On Mar 27, 2009, at 2:43 PM, Matthew Kaufman wrote:
Nicholas Weaver wrote:
Except that if someone really wants to map the P2P overlay, they
can use a load of sybils participating in the network.
Not if they're unable to participate in the network but are only
able to passively observe.
Closed world networks work when small, they fail when large. Its
exactly the botnet analysis problem, and there is a lot that can be
done once you get a single node, let alone the ability to participate.
This is the point:
Peers can find out about other peers
True.
Once you let an opponent into the network in any way, they can
create sufficient sibyls to map the network completely.
There may be sufficient cryptographic protection that an opponent
cannot be a network participant.
If you carefully control admission and use some group key games, you
MIGHT be able to do it, but I wouldn't count on it.
Additionally, nodes churn, and churn alone can get you a lot of
information.
Not to mention the ISP can determine who's talking to who just from
traffic analysis alone, should that be desired.
The ISP (or any passive observer of a node) is limited to seeing
only those nodes a specific node chooses to talk to, not the larger
list of nodes that are under consideration for communication. ALTO
may potentially expose that larger list... to a passive observer if
ALTO communication is not protected by encryption, just to the ISP
if it is. In some cases the ISP may be more trusted than passive
observation is. (For instance, a user might be on an unencrypted
wireless network and unwilling to trust other people sitting nearby
but be willing to trust the operator of that network)
A) Then don't use localization for such a sensitive application!

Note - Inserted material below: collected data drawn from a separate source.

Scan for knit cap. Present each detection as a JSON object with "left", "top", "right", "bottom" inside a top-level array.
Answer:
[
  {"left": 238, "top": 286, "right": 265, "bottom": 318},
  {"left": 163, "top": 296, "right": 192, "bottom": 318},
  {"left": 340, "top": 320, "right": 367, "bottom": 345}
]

This application you describe views the network as an opponent, so you
aren't going to want to use external localization services at all!
Period. Because just the ACT of querying tells the localization
service information, as well as node information, and a bunch of others.
B) An ISP vantage point doesn't just see one node, but a boatload of
nodes.
It is all these items which mean that direct bulk-data P2P can't be
privacy preserving, thus relaxing privacy constraints when
developing localization should be a priority, especially when it
comes to interacting with caching.
The privacy constraints are already relaxed because of the
possibility of passive observation. If ALTO is significantly less
private then some applications which might benefit from ALTO will be
unable to use it. That would be unfortunate for the ISPs.
My argument however is you are at a middle ground on privacy that is
ALMOST useless: active attackers and ISP level monitoring can rip
through so much of the privacy at the level you describe.
That such an application can't use a localization service is, to my
mind, a small loss: such applications shouldn't really exist anyway
because most of the privacy preserving is an illusion.